I need some basics explained

Barry Margolin barmar at genuity.net
Fri May 12 15:01:24 UTC 2000


In article <8ffhrh$9v8$1 at nnrp1.deja.com>,  <lauren_fanthome at my-deja.com> wrote:
>I don't understand the way the internet is set up.  If a person has a
>web server at home, then the world can dial in if they type the IP
>address in their browser.  It is my understanding that a DNS is
>necessary to convert that number into a domain name that is much nicer
>to type in for the user.

Correct.

>My question: why can't you directly register with one of these DNS
>things without going through an internet service provider.

I'm not sure what you mean by this.  The ISP connects your machine at home
to the Internet.  There are plenty of companies that you can purchase DNS
services from, and they don't have any relationship with your ISP.

Are you asking why the registry that you purchase the domain name itself
from can't do this?  I think some of them do, but some have chosen to
perform just the task of registering domains rather than managing their
contents.  Managing domain content requires more resources, but in hardware
and personnel: hardware for the increased amount of data that their servers
will have to hold and the larger number of queries they'll have to service,
and personnel to handle the more frequent update requests and customer
support that will be necessary.  The nature of the DNS protocol allows
different companies to specialize in different aspects.

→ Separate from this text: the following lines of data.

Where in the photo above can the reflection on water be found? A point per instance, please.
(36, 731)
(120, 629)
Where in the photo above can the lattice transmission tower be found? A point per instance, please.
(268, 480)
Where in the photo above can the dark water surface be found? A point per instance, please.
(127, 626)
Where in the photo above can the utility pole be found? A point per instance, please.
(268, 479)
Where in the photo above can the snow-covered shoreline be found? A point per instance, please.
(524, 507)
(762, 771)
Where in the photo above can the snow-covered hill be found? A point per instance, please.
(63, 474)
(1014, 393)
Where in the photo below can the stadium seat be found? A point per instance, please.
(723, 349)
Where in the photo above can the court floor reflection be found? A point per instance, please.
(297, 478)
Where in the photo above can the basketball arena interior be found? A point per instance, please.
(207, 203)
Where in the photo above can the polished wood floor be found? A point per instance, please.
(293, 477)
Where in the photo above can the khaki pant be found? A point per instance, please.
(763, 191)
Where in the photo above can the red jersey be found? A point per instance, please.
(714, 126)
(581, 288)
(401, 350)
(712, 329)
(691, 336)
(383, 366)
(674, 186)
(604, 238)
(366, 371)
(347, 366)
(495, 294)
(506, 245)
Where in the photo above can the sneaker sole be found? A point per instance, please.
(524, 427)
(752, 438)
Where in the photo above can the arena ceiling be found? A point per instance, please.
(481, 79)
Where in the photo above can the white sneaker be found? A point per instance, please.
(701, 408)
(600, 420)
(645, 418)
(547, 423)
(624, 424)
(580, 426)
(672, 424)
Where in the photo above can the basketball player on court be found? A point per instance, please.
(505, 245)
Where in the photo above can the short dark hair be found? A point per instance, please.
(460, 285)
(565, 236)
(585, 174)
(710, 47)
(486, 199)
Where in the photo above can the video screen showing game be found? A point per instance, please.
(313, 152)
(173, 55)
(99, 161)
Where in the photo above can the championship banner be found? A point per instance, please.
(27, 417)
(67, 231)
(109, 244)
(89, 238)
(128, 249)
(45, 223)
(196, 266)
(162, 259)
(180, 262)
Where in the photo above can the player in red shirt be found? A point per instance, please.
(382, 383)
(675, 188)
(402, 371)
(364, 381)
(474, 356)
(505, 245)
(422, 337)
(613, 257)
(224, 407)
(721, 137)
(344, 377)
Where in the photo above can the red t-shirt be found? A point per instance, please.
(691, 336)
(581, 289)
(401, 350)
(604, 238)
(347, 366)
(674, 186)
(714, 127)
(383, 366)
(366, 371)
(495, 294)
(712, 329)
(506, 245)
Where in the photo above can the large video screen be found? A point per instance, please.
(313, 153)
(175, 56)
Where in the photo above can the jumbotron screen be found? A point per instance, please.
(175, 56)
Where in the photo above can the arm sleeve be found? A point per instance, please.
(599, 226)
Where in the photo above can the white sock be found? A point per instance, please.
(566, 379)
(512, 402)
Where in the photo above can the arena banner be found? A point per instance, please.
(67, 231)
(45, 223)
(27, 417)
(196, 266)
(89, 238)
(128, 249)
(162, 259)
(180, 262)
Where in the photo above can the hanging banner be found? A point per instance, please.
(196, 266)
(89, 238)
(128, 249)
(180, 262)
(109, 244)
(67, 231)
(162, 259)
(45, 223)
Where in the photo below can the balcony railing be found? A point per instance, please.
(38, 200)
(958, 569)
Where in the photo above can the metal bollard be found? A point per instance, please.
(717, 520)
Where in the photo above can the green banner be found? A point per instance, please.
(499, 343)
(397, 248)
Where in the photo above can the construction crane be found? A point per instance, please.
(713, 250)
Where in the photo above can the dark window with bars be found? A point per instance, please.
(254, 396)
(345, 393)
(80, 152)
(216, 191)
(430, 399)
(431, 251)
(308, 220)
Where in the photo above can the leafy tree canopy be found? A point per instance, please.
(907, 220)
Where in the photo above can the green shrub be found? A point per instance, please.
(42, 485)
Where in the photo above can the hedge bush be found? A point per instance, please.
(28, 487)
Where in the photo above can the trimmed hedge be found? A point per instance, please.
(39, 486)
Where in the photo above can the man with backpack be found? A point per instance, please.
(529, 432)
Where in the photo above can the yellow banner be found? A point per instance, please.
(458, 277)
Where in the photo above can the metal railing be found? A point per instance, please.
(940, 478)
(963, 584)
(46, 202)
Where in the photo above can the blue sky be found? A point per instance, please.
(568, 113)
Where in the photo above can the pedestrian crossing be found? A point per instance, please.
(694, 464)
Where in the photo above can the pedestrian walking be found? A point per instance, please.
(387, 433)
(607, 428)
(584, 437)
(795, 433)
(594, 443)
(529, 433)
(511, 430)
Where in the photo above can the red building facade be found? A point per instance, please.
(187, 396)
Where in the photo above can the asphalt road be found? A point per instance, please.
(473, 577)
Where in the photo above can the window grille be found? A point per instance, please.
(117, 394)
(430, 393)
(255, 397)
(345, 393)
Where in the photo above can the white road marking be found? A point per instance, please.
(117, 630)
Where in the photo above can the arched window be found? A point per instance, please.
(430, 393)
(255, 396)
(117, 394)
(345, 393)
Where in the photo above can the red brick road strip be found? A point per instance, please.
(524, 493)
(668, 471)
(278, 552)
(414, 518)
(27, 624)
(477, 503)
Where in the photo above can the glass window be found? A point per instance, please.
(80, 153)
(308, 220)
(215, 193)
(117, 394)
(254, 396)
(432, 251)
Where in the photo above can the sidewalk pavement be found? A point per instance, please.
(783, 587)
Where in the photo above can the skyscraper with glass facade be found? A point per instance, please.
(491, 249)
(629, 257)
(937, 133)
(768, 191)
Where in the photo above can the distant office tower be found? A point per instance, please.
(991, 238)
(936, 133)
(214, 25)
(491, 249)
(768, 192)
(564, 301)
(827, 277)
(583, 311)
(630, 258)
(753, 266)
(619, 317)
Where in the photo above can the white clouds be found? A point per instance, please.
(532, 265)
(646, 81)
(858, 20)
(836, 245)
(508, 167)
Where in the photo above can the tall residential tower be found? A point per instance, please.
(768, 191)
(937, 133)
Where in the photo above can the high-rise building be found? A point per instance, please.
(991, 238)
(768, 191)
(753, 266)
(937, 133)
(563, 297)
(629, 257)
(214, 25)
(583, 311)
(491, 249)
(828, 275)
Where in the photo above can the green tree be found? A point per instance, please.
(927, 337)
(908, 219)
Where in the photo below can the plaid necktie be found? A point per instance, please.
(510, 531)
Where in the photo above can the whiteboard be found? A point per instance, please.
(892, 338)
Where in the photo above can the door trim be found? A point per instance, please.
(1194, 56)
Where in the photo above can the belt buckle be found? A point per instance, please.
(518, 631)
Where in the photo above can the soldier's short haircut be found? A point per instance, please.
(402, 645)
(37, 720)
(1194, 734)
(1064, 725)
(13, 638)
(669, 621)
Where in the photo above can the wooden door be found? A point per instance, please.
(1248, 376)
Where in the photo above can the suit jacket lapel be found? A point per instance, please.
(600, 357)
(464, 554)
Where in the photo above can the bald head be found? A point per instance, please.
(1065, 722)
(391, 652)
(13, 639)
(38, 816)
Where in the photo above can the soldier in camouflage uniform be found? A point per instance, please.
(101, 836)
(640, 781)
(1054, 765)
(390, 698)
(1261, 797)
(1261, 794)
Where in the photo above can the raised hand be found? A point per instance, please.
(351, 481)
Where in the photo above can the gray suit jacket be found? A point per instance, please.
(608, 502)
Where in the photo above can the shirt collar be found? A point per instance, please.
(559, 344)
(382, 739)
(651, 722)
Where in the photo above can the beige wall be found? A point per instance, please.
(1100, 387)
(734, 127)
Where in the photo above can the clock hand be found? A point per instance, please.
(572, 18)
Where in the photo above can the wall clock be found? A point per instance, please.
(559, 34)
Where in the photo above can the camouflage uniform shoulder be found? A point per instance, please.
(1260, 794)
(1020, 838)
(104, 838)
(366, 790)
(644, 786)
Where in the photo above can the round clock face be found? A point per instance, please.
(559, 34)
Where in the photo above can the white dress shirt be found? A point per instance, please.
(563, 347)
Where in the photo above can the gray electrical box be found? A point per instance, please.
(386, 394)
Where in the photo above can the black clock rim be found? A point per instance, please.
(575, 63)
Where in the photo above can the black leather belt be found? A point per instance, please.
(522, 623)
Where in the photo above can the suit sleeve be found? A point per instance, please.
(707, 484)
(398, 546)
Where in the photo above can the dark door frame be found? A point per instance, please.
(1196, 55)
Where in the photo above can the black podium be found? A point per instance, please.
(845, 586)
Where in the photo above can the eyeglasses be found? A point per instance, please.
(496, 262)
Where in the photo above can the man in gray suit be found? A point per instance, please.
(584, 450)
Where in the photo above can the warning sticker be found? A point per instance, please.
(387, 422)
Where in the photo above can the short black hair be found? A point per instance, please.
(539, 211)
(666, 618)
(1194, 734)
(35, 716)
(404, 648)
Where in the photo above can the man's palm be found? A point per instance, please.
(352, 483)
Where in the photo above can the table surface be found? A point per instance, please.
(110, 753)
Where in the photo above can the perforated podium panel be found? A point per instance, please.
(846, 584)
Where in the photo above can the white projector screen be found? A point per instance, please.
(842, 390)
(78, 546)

>Hmmm, one more thing.  Is there a more appropriate place to be asking
>this question?

comp.protocols.tcp-ip.domains is for general DNS questions that aren't
specifically related to the BIND software package.

-- 
Barry Margolin, barmar at genuity.net
Genuity, Burlington, MA
*** DON'T SEND TECHNICAL QUESTIONS DIRECTLY TO ME, post them to newsgroups.
Please DON'T copy followups to me -- I'll assume it wasn't posted to the group.